Cada vez que, superados velhos preconceitos, temos a coragem de promover novas
relações fraternas, confessamos que Cristo ressuscitou verdadeiramente! Cada
vez que pensamos o futuro da Igreja a partir da sua vocação à unidade, brilha a
luz da manhã de Páscoa! A este respeito, quero renovar o desejo, já expresso
pelos meus Antecessores, de manter um diálogo com todos os irmãos em Cristo
para se encontrar uma forma de exercício do ministério próprio do Bispo de
Roma, que, em conformidade com a sua missão, se abra a uma nova situação e
possa ser, no contexto actual, um serviço de amor e de comunhão reconhecido por
todos (cf. JOÃO PAULO II, Enc. Ut unum sint, 95-96).
Enquanto
como peregrinos fazemos uma pausa nestes Lugares santos, a nossa recordação
orante vai para a região inteira do Médio Oriente, tantas vezes marcada,
infelizmente, por violências e conflitos. E não esquecemos, na nossa oração,
muitos outros homens e mulheres que sofrem, em várias partes do mundo, por
causa da guerra, da pobreza, da fome; bem como os inúmeros cristãos perseguidos
pela sua fé no Senhor Ressuscitado. Quando cristãos de diferentes confissões se
encontram a sofrer juntos, uns ao lado dos outros, e a prestar ajuda uns aos
outros com caridade fraterna, realiza-se o ecumenismo do sofrimento, realiza-se
o ecumenismo do sangue, que possui uma eficácia particular não só para os
contextos onde o mesmo tem lugar, mas, em virtude da comunhão dos santos,
também para toda a Igreja. Aqueles que matam por ódio à fé, que perseguem os
cristãos, não lhes perguntam se são ortodoxos ou se são católicos: são
cristãos. O sangue cristão é o mesmo.
Santidade,
amado Irmão, e vós todos, queridos irmãos, ponhamos de parte as hesitações que
herdámos do passado e abramos o nosso coração à acção do Espírito Santo, o
Espírito do Amor (cf. Rm 5,
5), para caminharmos, juntos e ágeis, rumo ao dia abençoado da nossa
reencontrada plena comunhão.
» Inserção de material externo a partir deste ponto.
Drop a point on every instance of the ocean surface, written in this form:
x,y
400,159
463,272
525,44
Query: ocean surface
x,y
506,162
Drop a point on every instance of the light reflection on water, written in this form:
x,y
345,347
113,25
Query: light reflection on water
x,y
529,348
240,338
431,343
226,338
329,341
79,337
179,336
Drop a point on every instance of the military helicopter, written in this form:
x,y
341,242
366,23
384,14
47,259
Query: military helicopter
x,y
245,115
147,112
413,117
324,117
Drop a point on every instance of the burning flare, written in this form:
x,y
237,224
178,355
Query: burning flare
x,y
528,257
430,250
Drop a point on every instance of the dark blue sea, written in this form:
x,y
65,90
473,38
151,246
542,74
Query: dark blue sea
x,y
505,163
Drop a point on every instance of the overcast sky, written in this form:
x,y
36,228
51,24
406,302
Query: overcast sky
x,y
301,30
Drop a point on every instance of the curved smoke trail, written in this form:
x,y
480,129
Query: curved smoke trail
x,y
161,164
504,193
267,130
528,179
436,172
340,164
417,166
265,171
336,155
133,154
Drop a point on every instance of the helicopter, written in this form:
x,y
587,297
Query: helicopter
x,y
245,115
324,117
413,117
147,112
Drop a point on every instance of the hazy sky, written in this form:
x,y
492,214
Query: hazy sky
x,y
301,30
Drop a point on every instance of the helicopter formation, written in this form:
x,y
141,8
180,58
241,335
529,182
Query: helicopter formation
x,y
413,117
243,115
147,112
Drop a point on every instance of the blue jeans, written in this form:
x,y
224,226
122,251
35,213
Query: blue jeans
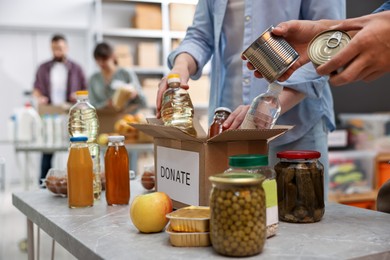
x,y
316,139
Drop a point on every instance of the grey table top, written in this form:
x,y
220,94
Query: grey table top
x,y
107,232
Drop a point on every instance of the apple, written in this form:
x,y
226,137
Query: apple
x,y
148,211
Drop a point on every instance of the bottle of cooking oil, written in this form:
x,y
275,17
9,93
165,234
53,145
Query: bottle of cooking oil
x,y
264,110
83,121
177,109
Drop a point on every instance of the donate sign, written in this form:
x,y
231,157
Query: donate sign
x,y
178,174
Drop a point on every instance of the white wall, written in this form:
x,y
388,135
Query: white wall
x,y
26,27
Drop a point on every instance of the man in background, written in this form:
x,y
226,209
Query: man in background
x,y
56,82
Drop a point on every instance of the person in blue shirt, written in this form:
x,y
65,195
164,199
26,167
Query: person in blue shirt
x,y
221,30
366,57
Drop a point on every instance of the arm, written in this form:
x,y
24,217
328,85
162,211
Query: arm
x,y
194,51
367,56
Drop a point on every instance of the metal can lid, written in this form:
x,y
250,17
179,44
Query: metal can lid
x,y
116,138
299,154
326,45
248,160
237,178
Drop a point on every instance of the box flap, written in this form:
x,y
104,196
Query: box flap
x,y
250,134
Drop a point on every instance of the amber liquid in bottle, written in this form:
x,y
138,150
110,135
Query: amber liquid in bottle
x,y
80,176
117,175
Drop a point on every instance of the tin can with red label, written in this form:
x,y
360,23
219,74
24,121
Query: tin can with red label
x,y
271,55
326,45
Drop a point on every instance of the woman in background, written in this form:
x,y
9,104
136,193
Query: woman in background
x,y
114,86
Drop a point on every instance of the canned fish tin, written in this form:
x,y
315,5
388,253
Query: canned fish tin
x,y
271,55
326,45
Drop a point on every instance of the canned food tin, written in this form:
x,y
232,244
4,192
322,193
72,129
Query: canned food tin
x,y
326,45
271,55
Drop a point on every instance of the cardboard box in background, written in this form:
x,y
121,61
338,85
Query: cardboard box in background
x,y
181,16
148,55
183,163
147,16
123,55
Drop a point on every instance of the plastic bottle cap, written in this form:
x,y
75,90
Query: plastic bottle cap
x,y
173,78
248,160
226,109
299,154
78,139
116,138
275,87
82,93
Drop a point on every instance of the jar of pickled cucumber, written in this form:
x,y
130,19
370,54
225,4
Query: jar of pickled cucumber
x,y
300,186
238,215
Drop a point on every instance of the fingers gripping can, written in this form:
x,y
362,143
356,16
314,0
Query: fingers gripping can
x,y
271,55
326,45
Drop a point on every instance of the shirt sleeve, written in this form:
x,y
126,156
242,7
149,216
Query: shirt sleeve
x,y
199,39
305,79
384,7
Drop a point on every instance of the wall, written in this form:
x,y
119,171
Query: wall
x,y
362,97
26,28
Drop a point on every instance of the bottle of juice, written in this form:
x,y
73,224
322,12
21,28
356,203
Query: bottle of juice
x,y
264,110
80,174
116,163
83,121
220,115
177,109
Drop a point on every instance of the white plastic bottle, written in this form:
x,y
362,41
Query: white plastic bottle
x,y
264,110
83,121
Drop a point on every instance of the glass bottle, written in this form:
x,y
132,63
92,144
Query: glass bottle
x,y
83,121
116,163
238,216
258,163
177,109
264,110
220,115
300,180
80,174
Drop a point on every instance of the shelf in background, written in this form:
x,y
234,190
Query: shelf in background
x,y
194,2
135,33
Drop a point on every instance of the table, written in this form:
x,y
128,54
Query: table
x,y
26,148
106,232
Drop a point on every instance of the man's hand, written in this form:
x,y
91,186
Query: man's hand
x,y
367,56
236,117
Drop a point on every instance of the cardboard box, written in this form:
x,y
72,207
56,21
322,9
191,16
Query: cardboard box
x,y
147,16
183,163
148,55
181,16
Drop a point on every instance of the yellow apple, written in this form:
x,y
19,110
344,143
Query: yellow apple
x,y
148,211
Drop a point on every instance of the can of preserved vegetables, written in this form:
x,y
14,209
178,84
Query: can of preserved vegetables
x,y
300,186
238,216
326,45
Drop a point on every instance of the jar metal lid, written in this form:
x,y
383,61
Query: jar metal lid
x,y
299,154
248,160
237,178
116,138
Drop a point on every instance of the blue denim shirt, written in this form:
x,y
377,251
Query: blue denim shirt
x,y
384,7
204,41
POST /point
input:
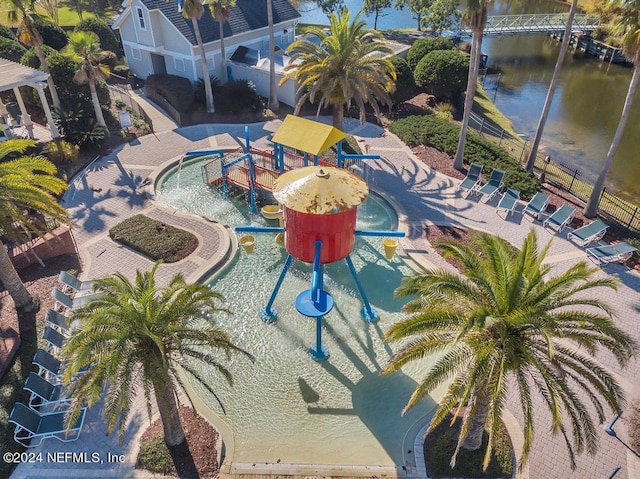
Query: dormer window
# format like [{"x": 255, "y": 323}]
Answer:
[{"x": 141, "y": 22}]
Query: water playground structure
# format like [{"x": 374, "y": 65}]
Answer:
[{"x": 317, "y": 206}]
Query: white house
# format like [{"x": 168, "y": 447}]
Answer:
[{"x": 158, "y": 39}]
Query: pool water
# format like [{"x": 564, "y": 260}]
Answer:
[{"x": 286, "y": 407}]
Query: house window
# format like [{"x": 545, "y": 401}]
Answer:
[{"x": 143, "y": 25}]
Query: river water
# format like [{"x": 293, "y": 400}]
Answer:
[{"x": 587, "y": 103}]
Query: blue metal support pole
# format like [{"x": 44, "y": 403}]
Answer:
[
  {"x": 268, "y": 313},
  {"x": 258, "y": 229},
  {"x": 395, "y": 234},
  {"x": 367, "y": 313}
]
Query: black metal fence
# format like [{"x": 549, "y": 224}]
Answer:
[{"x": 611, "y": 207}]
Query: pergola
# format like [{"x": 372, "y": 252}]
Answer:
[{"x": 12, "y": 76}]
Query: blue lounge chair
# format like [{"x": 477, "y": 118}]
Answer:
[
  {"x": 606, "y": 254},
  {"x": 509, "y": 201},
  {"x": 537, "y": 204},
  {"x": 31, "y": 425},
  {"x": 493, "y": 185},
  {"x": 560, "y": 218},
  {"x": 48, "y": 365},
  {"x": 43, "y": 393},
  {"x": 53, "y": 339},
  {"x": 57, "y": 321},
  {"x": 594, "y": 231},
  {"x": 73, "y": 284},
  {"x": 472, "y": 179}
]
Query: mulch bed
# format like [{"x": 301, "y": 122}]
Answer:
[{"x": 197, "y": 455}]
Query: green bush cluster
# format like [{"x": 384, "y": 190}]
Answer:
[
  {"x": 154, "y": 456},
  {"x": 177, "y": 90},
  {"x": 427, "y": 45},
  {"x": 443, "y": 73},
  {"x": 6, "y": 32},
  {"x": 108, "y": 39},
  {"x": 11, "y": 49},
  {"x": 441, "y": 443},
  {"x": 154, "y": 239},
  {"x": 443, "y": 135}
]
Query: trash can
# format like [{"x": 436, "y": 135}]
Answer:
[{"x": 133, "y": 80}]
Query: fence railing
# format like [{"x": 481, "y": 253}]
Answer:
[
  {"x": 118, "y": 93},
  {"x": 611, "y": 207}
]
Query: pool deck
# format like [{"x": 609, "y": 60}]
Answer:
[{"x": 117, "y": 186}]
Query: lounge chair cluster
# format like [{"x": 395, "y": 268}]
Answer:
[
  {"x": 555, "y": 222},
  {"x": 45, "y": 413}
]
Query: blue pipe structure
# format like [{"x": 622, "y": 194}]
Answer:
[
  {"x": 268, "y": 313},
  {"x": 395, "y": 234},
  {"x": 367, "y": 313}
]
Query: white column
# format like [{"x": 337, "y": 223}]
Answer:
[
  {"x": 47, "y": 111},
  {"x": 26, "y": 118}
]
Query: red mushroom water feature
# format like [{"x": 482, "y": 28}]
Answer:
[
  {"x": 320, "y": 204},
  {"x": 319, "y": 208}
]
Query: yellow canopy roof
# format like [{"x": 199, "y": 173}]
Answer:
[{"x": 307, "y": 136}]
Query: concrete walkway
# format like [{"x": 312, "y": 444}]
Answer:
[{"x": 115, "y": 187}]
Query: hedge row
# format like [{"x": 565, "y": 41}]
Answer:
[
  {"x": 154, "y": 238},
  {"x": 443, "y": 135}
]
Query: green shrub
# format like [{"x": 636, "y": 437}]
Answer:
[
  {"x": 443, "y": 135},
  {"x": 11, "y": 49},
  {"x": 443, "y": 73},
  {"x": 440, "y": 445},
  {"x": 6, "y": 32},
  {"x": 154, "y": 456},
  {"x": 427, "y": 45},
  {"x": 121, "y": 70},
  {"x": 239, "y": 96},
  {"x": 52, "y": 35},
  {"x": 65, "y": 152},
  {"x": 177, "y": 90},
  {"x": 109, "y": 58},
  {"x": 404, "y": 75},
  {"x": 108, "y": 39},
  {"x": 154, "y": 238}
]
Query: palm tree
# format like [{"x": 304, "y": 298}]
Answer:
[
  {"x": 274, "y": 104},
  {"x": 348, "y": 64},
  {"x": 84, "y": 48},
  {"x": 475, "y": 17},
  {"x": 531, "y": 160},
  {"x": 221, "y": 12},
  {"x": 193, "y": 10},
  {"x": 506, "y": 322},
  {"x": 628, "y": 25},
  {"x": 139, "y": 335},
  {"x": 23, "y": 11},
  {"x": 27, "y": 184}
]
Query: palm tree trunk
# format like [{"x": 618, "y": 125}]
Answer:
[
  {"x": 52, "y": 87},
  {"x": 473, "y": 441},
  {"x": 205, "y": 68},
  {"x": 338, "y": 116},
  {"x": 168, "y": 408},
  {"x": 12, "y": 282},
  {"x": 472, "y": 80},
  {"x": 274, "y": 104},
  {"x": 225, "y": 77},
  {"x": 552, "y": 88},
  {"x": 96, "y": 102},
  {"x": 591, "y": 209}
]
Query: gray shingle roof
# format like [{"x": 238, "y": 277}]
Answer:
[{"x": 247, "y": 15}]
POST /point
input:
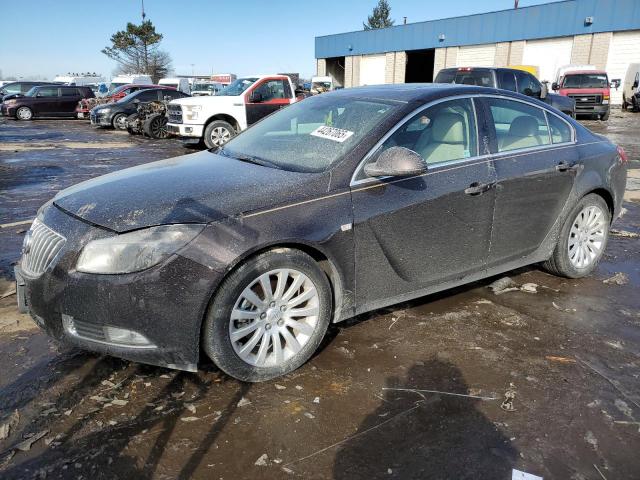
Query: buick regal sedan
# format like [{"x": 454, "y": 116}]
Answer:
[{"x": 341, "y": 204}]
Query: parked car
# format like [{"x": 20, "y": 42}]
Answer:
[
  {"x": 589, "y": 88},
  {"x": 114, "y": 115},
  {"x": 85, "y": 106},
  {"x": 631, "y": 90},
  {"x": 217, "y": 119},
  {"x": 340, "y": 204},
  {"x": 46, "y": 101},
  {"x": 512, "y": 79},
  {"x": 17, "y": 89}
]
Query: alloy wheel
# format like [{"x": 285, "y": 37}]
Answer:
[
  {"x": 587, "y": 236},
  {"x": 274, "y": 317},
  {"x": 220, "y": 136}
]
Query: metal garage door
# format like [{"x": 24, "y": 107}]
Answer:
[
  {"x": 548, "y": 55},
  {"x": 624, "y": 49},
  {"x": 372, "y": 69},
  {"x": 477, "y": 56}
]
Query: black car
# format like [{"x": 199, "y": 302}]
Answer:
[
  {"x": 114, "y": 115},
  {"x": 508, "y": 79},
  {"x": 17, "y": 89},
  {"x": 46, "y": 101},
  {"x": 337, "y": 205}
]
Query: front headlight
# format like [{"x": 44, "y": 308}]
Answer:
[{"x": 135, "y": 251}]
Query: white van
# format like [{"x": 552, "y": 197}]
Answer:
[
  {"x": 79, "y": 80},
  {"x": 631, "y": 87},
  {"x": 134, "y": 79},
  {"x": 180, "y": 84}
]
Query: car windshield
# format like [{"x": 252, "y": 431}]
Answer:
[
  {"x": 482, "y": 78},
  {"x": 586, "y": 80},
  {"x": 237, "y": 87},
  {"x": 312, "y": 135}
]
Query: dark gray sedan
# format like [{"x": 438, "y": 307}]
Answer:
[{"x": 337, "y": 205}]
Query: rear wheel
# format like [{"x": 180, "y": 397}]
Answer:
[
  {"x": 582, "y": 240},
  {"x": 268, "y": 316},
  {"x": 218, "y": 133},
  {"x": 156, "y": 126},
  {"x": 24, "y": 113},
  {"x": 119, "y": 121}
]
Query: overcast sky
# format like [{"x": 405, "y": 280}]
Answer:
[{"x": 41, "y": 37}]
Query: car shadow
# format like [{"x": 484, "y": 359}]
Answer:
[{"x": 426, "y": 435}]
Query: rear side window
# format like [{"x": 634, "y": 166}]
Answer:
[
  {"x": 560, "y": 131},
  {"x": 441, "y": 133},
  {"x": 518, "y": 125},
  {"x": 507, "y": 80}
]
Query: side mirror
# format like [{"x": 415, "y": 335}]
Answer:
[
  {"x": 256, "y": 97},
  {"x": 544, "y": 91},
  {"x": 396, "y": 162}
]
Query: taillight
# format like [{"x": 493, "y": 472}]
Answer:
[{"x": 622, "y": 154}]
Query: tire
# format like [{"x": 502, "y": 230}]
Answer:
[
  {"x": 218, "y": 133},
  {"x": 230, "y": 297},
  {"x": 118, "y": 121},
  {"x": 566, "y": 264},
  {"x": 24, "y": 113},
  {"x": 156, "y": 126},
  {"x": 130, "y": 119}
]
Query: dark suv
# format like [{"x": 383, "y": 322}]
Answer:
[
  {"x": 46, "y": 101},
  {"x": 17, "y": 89},
  {"x": 115, "y": 114},
  {"x": 507, "y": 79}
]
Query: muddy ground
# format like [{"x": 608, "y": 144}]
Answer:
[{"x": 413, "y": 391}]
Neste caminho, sentimo-nos sustentados pela oração
que o próprio Jesus, nesta Cidade, na véspera da sua paixão, morte e
ressurreição, elevou ao Pai pelos seus discípulos e que humildemente não nos
cansamos de fazer nossa: «Que todos sejam um só (...), para que o mundo creia»
(Jo 17,
21). E quando a desunião nos fizer pessimistas, pouco corajosos, difidentes,
refugiemo-nos todos sob o manto da Santa Mãe de Deus. Quando há turbulências
espirituais na alma cristã, só encontraremos a paz sob o manto da Santa Mãe de
Deus. Que Ela nos ajude neste caminho.